The plaintiff has answered the appeal and prays that the judgment be amended by increasing the amount awarded therein to $5,-263.60, and, as thus amended, that it be affirmed.
It is the settled rule that the burden of proof is upon him who pleads payment or the liquidation of a debt, to establish .the plea by a fair preponderance of the evidence. The agreement upon which defendant relies is in the form of a letter dated April 12, 1923, addressed to Messrs. Monroe & Lemann, attorneys for Bowie Lumber Company, Limited, New Orleans, La., and signed by Thos. J. Clay, president of the plaintiff bank. The trial judge found that the mortgage notes sued upon were not included in the amounts due the plaintiff which were to be liquidated under the terms of said letter. He found that this view was sustained by a preponderance - of the evidence; that the writer of the letter had no authority to include the mortgage notes in the agreement; but if the agreement can be so construed, his act was not ratified by the plaintiff's board of directors. We have read the record carefully and concur in the judge's finding of,facts.
The trial judge, in his well-reasoned opinion, sustains the validity of the tax sale of the mortgaged property. The invalidity of that sale was not pleaded. In the absence of some pleaded irregularity or defect, there is nothing to adjudge.
The trial judge correctly held that the defendant's plea of prescription of three years against all tax mortgages and tax privileges claimed by the plaintiff did not apply- to the taxes themselves, but only to the mortgages and privileges securing them. See Rousset v. City of New Orleans, 110 La. 1040, 35 So. 281; Miramon v. City, 52 La. Ann. 1623, 28 So. 107; Homestead Ass'n v. Garland, 107 La. 476, 31 So. 892; Leeds & Co. v. Hardy, Treasurer, 43 La.
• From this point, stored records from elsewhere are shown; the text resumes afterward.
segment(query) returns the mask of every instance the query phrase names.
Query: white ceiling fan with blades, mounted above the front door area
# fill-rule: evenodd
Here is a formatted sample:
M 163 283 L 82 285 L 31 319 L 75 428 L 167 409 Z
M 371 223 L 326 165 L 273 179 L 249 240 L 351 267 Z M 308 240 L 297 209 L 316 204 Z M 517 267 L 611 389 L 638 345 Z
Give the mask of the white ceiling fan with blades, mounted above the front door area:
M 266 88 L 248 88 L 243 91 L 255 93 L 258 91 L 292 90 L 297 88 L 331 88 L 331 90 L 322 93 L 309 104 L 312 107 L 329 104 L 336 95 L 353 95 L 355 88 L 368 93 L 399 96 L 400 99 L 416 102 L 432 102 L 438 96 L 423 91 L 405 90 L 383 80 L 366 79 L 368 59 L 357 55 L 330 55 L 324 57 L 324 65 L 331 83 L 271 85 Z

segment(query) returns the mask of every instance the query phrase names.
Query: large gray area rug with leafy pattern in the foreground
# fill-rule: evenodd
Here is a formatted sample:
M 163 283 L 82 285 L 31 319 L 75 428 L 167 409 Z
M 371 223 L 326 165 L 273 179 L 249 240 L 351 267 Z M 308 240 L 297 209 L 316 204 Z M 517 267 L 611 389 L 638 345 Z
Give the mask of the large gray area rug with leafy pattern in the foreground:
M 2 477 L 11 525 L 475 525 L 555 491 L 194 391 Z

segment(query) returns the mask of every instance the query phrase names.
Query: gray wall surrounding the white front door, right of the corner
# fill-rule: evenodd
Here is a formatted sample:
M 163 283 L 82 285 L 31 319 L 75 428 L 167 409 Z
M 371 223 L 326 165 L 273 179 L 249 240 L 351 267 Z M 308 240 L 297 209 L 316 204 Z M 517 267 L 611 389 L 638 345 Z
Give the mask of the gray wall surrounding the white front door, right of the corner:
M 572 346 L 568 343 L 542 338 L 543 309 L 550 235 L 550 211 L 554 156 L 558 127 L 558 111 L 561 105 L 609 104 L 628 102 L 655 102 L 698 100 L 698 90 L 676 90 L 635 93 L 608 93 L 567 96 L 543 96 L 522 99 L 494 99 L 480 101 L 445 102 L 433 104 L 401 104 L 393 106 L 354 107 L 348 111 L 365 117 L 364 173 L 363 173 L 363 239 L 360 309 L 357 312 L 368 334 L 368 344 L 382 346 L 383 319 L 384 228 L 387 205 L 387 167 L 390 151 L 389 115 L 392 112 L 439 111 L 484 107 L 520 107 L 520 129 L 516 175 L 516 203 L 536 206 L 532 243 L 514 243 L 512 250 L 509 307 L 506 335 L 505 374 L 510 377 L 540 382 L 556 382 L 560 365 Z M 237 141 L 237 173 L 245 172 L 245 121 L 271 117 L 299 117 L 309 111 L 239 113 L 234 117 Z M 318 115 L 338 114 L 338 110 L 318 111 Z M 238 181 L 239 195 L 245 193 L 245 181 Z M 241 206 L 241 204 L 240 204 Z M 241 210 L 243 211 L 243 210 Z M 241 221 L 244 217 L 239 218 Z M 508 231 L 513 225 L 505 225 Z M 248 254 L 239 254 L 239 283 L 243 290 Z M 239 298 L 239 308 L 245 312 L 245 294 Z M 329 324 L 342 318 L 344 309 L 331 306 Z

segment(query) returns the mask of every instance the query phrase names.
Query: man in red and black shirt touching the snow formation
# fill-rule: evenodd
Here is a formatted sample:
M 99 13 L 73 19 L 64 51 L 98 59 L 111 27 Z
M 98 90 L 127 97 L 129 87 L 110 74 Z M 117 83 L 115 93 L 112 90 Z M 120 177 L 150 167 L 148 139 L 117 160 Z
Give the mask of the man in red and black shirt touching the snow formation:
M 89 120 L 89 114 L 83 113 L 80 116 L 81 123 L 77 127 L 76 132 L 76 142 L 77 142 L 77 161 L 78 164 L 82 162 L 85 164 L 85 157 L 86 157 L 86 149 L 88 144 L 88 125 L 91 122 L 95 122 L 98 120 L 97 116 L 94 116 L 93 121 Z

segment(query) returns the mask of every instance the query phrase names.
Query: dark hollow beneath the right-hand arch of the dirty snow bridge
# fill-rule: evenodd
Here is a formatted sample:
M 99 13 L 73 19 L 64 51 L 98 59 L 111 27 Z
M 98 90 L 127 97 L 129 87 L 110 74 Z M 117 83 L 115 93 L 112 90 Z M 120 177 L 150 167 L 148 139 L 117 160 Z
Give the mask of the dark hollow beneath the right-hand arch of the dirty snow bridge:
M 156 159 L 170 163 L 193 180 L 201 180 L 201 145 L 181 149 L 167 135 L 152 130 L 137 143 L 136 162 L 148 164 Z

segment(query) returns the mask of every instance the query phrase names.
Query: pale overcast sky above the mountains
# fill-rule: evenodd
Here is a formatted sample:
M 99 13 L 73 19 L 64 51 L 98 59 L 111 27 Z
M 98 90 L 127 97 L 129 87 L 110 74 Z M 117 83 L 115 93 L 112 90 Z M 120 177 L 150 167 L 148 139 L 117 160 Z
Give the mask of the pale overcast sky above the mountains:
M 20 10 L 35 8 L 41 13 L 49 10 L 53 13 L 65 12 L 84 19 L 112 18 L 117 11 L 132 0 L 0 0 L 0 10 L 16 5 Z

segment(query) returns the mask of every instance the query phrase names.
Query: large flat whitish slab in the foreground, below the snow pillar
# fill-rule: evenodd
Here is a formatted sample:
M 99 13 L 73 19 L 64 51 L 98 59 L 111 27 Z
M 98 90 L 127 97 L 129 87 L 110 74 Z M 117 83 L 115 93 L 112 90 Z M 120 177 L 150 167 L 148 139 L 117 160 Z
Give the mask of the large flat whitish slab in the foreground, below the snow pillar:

Ann. 810, 9 So. 488.
We think the trial judge properly held that at' the expiration of the redemption period, at which time the Bank of New Roads became the absolute owner of the property, the tax mortgages and tax privileges to which it was subrogated were extinguished by confusion. We also think that the judge correctly held that, after the expiration of the redemption period, the board of directors of the bank could waive its right to refuse to permit the plaintiff to redeem .the property.
With respect to the claim of $539.02, the taxes on the mortgaged property for the years 1924 and 1925, which the plaintiff alleges it paid .to the Bank of New Roads, we find, as did the trial judge, that this item is not sufficiently proved, and, as to -it, the entry of a judgment of nonsuit was correct.
The prayer of the plaintiff's petition is for a judgment "in rem." The judgment of the district court maintains the writ of attachment and properly limits the execution of the judgment to the property attached.
For the reasons stated, the judgment appealed from is affirmed, at appellant's cost.